Mi amigo Bingen le llama Elo y Lander, eterno corresponsal de Elizondo y de por allí, preguntaba por la capital de Canadá cuando llamaba al periódico para pedir sitio para “una breve”. Sucedidos, brochecitos de cualquier día de trabajo, y de otro y de otro, y de una semana que llevaba a otra, y a los años por decenas, sin hacer bolo ni producir indigestión. Así es trabajar con ilusión, con ese motor gigante, un intangible nunca medido ni considerado ni computado por las empresas de información.
Con Félix discutimos todos los días porque había que dar el último resultado del partido nocturno de esta competición de aquí y de allá, con clasificación y próxima jornada, claro. Esta tenacidad nos llevó a comentarle la necesidad de publicar los resultados de la Liga lituana... Evitó la respuesta. Pero fue amable.

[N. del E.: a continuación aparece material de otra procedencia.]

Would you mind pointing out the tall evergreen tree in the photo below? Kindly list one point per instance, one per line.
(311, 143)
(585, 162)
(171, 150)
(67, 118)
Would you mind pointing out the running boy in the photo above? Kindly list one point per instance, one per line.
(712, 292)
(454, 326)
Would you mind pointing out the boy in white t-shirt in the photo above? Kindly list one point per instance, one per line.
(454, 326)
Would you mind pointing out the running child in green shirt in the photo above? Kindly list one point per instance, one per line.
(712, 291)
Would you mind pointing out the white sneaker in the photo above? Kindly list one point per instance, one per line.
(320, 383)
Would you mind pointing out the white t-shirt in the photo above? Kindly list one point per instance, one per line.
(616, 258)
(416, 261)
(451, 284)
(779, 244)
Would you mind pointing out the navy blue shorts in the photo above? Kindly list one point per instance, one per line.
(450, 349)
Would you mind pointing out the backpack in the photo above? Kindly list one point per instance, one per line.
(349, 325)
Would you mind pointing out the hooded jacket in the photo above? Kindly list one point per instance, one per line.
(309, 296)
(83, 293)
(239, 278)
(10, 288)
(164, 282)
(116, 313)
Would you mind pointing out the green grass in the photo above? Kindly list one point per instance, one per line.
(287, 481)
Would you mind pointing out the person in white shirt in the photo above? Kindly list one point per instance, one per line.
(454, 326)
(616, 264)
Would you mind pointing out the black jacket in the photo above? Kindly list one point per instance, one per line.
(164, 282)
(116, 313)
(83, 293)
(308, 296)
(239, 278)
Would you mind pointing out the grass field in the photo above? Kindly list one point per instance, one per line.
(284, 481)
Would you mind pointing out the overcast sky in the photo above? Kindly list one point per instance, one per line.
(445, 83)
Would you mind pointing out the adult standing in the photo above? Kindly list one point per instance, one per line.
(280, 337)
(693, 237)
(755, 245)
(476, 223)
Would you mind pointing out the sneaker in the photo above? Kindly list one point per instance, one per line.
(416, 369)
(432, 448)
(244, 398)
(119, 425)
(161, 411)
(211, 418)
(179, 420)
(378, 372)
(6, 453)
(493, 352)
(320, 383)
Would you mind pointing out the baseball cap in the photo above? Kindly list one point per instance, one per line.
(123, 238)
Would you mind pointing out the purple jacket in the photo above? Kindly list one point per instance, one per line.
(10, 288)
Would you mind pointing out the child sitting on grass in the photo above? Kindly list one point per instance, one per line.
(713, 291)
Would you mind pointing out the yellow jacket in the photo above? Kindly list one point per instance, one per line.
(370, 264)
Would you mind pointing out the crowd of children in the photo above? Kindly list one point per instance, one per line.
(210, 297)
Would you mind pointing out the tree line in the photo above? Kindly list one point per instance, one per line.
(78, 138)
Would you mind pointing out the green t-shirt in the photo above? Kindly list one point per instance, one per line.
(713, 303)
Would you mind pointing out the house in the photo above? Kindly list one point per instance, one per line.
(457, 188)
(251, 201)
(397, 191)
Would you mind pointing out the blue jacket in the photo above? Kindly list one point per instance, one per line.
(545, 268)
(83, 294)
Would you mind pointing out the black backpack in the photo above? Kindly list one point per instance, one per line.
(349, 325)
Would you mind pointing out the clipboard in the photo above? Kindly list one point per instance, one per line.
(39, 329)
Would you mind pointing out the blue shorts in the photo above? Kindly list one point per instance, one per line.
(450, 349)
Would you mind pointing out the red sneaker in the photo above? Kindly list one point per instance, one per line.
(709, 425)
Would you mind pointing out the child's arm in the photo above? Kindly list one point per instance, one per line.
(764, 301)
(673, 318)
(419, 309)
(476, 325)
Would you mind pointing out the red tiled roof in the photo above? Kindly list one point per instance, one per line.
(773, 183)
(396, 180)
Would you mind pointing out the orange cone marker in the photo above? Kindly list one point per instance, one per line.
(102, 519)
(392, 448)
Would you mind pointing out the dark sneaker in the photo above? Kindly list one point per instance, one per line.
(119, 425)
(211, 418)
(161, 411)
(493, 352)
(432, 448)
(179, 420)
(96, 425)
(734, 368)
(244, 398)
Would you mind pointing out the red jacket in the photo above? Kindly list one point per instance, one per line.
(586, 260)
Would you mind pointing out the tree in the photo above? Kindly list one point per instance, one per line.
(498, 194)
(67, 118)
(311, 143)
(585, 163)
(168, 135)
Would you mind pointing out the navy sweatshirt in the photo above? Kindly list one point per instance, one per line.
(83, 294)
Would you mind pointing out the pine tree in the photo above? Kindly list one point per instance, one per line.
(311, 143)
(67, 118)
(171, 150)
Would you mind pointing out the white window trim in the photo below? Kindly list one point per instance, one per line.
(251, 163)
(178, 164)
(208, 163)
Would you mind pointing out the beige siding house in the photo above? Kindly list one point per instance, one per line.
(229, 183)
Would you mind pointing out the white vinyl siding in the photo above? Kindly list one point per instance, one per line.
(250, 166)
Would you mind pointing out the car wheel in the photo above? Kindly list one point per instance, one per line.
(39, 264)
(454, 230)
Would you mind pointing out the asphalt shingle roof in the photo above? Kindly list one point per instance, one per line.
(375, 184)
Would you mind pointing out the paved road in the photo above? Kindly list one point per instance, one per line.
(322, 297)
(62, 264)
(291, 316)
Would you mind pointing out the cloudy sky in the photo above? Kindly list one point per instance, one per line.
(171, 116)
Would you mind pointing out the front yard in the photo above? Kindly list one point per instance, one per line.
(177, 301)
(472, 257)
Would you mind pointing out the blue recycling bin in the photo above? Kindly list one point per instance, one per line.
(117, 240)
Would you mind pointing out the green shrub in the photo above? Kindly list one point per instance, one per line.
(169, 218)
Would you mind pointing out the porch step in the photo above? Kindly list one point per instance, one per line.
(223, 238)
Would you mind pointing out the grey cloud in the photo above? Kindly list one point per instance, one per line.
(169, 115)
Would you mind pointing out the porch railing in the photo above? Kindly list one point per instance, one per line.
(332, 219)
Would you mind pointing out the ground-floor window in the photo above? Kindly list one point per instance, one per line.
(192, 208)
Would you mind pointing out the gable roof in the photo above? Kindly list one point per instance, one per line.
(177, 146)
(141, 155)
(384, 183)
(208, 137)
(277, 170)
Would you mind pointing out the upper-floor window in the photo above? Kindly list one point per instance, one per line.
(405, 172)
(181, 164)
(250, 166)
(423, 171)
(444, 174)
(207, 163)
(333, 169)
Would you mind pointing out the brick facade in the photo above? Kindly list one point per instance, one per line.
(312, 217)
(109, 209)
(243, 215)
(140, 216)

Estos espacios para la recolección de textos en los que pones tu rostro delante no son fáciles, –así son los tiempos modernos. ¡Eh Monreal! nunca ha importado dar la cara porque eso siempre iba en la firma, pero ahora es necesario poner el careto ante la avalancha de tipos anónimos que dicen cualquier cosa bajo motes ridículos–. Estos no son artículos sencillos, porque practicar esta profesión es sinónimo de responsabilidad, de medición de las afirmaciones, de respeto. También metemos la pata, duele y se paga. Por esto, porque existe el pudor de quien nunca se ha sentido protagonista, no es cómodo ponerse a hablar de una vida de trabajo metidos en una redacción, compartiendo asuntos que se trasladan al papel con la mayor dignidad posible.
Lo que le sucede al enviado especial en un viaje no se cuenta, y este todavía sigue
Porque así consideramos a los lectores, tipos dignos con los que no podemos romper el eslabón de la confianza, otra cosa es estar siempre de acuerdo. Con Félix Monreal estás obligado a ejercer el periodismo con pasión, de forma meticulosa y con una dedicación que solo saben lo qué es las familias que lo soportan. De la máquina de escribir a la web no cambia el oficio de contar, aunque sí ha aumentado la velocidad, y la velocidad se lleva muchas veces el rigor, y el rigor es columna vertebral para informar, narrar. Los protagonistas se escabullen porque prefieren dar su charla sin un periodista enfrente y el periodismo adelgaza, o quizás no, es lo que viene ahora. ¡Eh Félix!
Y así te pegas muchas horas agarrado al teléfono, al teclado, haciendo casi lo de siempre, todos los días diferente, evolucionando porque es necesario. Con bonitas historias entre las manos y jornadas críticas en las que todo anda disparado. Qué bien nos lo pasamos... Además, ya sabes Félix, lo que le sucede al enviado especial en los viajes no se cuenta. Y este ha sido largo. Y sigue.